The main problem is the data that the application creates. The application is an inventory manager database. User-A comes to work in the morning. Creates/updates inventory, purchase orders etc and then he goes home when he's done his 8 hours. User-B then comes on duty, using the same computer, starts the inventory program and, because of the virtualization, he can't see any of the work done by his colleague.
What is the 'standard' microsoft recommended way to 'share' the application data in this way. Both users really MUST have access to the same data. My scenario is not unique. It must be very common.
Thanks in advance for any assistance.
Friday, May 04, 2007 11:30 AMSince the users don't directly open/save the database, the best approach is indeed to create a folder with appropriate permissions under CommonAppData. This will not fail Logo tests (I hadn't checked when I wrote that earlier message above so apologies if that was misleading).
Friday, May 04, 2007 11:42 AM
Thank you once again.
I forgot to mention that my application is distributed as a setup/installer package. The user/installer isn't expected to do things (or even know how to do things) such as change permissions on files or folders. My application would need to do that automatically during installation or on first use and then be able to determin whether it was done successfully. Could you point me at some information about programatically changing/checking folder permissions ? (Using Win32 functions rather than shelling out to external programs such as 'cacls')
Friday, May 04, 2007 12:20 PM
Friday, May 04, 2007 1:30 PM
Thanks. That ought to do it.
Saturday, May 05, 2007 7:20 AM
During installation I now create a common app data folder with permissions which allows normal users to read/write the same database files without virtualization. So, everything works just fine now. Thanks for the assistance.
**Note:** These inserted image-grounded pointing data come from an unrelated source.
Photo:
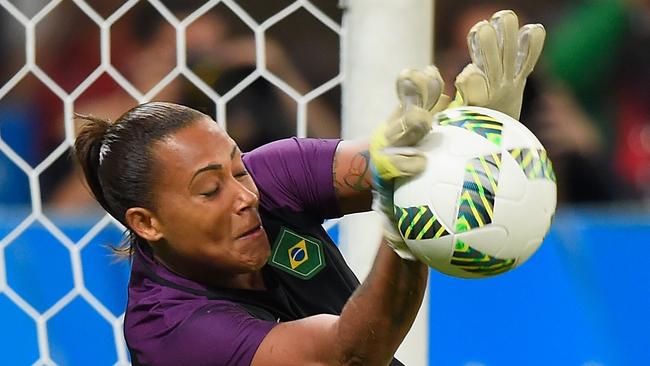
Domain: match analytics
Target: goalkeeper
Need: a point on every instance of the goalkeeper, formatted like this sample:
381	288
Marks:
230	263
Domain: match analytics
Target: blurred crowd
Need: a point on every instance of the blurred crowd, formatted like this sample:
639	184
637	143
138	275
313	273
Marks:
588	100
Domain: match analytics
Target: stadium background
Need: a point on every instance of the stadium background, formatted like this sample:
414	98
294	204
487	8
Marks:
271	69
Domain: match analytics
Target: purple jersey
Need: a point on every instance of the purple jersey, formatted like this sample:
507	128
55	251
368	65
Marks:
170	321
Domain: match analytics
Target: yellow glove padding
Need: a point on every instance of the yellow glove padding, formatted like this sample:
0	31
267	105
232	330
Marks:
503	55
420	94
392	154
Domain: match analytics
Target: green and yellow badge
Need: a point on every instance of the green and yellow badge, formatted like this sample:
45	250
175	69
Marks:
298	255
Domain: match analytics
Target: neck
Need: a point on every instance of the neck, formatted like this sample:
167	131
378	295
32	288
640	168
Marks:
212	277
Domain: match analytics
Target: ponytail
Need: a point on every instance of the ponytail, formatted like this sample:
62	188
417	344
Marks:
88	153
87	150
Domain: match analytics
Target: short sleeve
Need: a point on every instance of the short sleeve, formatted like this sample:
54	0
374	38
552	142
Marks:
297	174
223	334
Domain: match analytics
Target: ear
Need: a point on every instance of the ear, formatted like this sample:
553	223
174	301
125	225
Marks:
144	223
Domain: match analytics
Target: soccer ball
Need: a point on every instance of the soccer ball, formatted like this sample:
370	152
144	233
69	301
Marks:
486	198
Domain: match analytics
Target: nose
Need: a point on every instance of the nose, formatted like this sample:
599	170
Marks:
246	197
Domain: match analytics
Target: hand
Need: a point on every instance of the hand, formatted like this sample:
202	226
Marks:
392	154
503	55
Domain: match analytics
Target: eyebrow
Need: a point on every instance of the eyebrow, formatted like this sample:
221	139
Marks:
212	166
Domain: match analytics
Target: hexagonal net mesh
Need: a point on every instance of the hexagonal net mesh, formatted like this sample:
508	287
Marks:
264	70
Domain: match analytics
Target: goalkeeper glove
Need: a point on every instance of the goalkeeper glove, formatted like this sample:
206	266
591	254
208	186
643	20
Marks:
392	154
503	55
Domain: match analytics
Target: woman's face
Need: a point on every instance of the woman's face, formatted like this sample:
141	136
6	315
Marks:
207	204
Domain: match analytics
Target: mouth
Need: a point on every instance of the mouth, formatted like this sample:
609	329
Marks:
253	232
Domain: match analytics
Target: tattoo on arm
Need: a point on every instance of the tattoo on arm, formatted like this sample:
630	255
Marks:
355	177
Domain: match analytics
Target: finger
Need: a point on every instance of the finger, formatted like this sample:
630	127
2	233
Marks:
472	85
484	50
407	161
414	125
506	25
420	88
531	42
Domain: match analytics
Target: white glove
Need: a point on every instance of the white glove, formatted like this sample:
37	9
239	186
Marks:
392	154
503	55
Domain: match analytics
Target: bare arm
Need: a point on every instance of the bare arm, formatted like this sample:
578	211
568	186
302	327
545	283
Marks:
371	326
352	176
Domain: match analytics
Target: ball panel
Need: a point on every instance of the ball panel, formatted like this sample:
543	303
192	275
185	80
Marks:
434	252
526	218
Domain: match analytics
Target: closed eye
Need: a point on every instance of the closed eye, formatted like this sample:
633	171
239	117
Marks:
211	193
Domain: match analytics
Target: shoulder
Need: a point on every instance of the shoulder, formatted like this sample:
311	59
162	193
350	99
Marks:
295	173
218	332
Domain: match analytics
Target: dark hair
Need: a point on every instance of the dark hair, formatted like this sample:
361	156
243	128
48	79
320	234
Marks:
117	161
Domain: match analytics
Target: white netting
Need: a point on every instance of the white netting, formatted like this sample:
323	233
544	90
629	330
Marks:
29	20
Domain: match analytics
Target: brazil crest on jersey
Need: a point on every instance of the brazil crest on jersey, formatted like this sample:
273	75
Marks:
298	255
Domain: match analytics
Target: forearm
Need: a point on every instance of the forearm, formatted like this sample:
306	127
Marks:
352	177
377	317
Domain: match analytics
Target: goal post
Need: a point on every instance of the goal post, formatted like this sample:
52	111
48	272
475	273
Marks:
380	37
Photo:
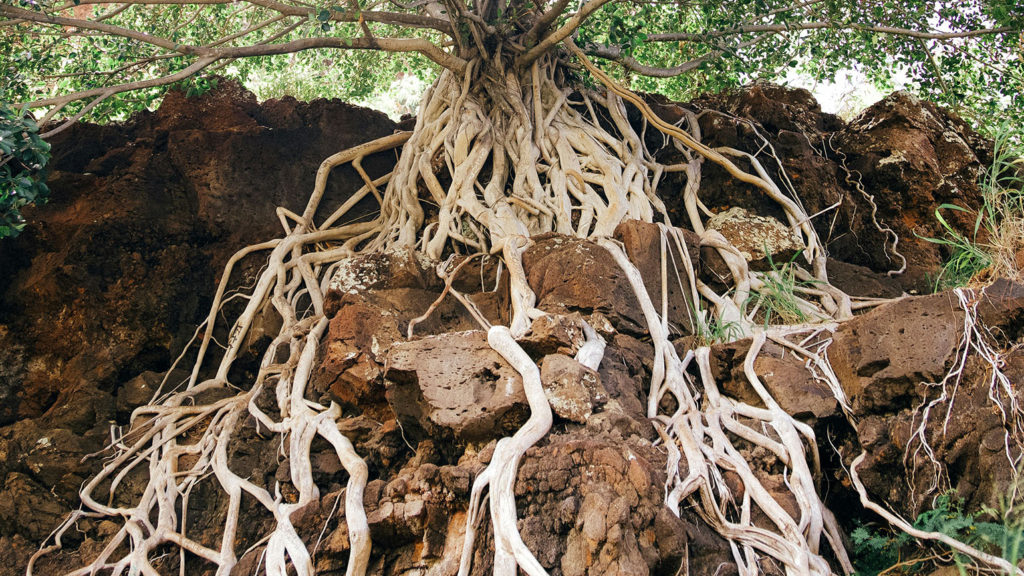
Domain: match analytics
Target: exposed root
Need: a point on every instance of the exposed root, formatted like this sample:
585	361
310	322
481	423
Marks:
974	338
496	157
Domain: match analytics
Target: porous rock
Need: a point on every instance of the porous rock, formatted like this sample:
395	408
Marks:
454	385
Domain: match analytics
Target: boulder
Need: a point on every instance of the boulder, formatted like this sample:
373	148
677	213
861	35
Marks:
454	385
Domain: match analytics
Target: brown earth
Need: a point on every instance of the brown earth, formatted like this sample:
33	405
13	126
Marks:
109	281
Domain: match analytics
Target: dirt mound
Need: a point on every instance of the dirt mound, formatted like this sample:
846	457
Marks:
111	279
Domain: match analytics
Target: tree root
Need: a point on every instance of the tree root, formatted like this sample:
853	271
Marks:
496	157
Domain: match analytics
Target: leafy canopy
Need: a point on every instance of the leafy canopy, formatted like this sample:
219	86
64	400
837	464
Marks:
101	59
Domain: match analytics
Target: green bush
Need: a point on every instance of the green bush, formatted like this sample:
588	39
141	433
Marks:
23	157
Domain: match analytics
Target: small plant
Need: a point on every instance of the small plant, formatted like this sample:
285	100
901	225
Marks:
23	156
776	298
886	551
995	245
717	331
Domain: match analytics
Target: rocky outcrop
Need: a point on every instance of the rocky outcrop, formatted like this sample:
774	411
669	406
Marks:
110	280
923	397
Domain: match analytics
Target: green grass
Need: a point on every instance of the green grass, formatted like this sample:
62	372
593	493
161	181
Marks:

What I'd like to do though is add some error trapping. If the permissions on the folder were changed back or for some reason didn't get set in the first place then virtualization starts happening again.
I don't want virtualization. Even microsoft says that we should not rely on it. So, if for some reason the app couldn't write to the common data folder then I would prefer it that windows simply displayed a message saying that the user did not have permission.
I assumed that using a manifest with something like -
- would tell vista that the app is vista aware and does not want virtualization to take place.
But virtualization still takes place.
What can I do to make sure that virtualization does not take place. If my app tries to write to areas where it's not allowed then I want the write to be prevented and user to be told. I don't see the point in virtualization.
Saturday, May 05, 2007 7:15 PMIt sounds like your manifest isn't being recognized correctly. Are you sure it has no errors in it?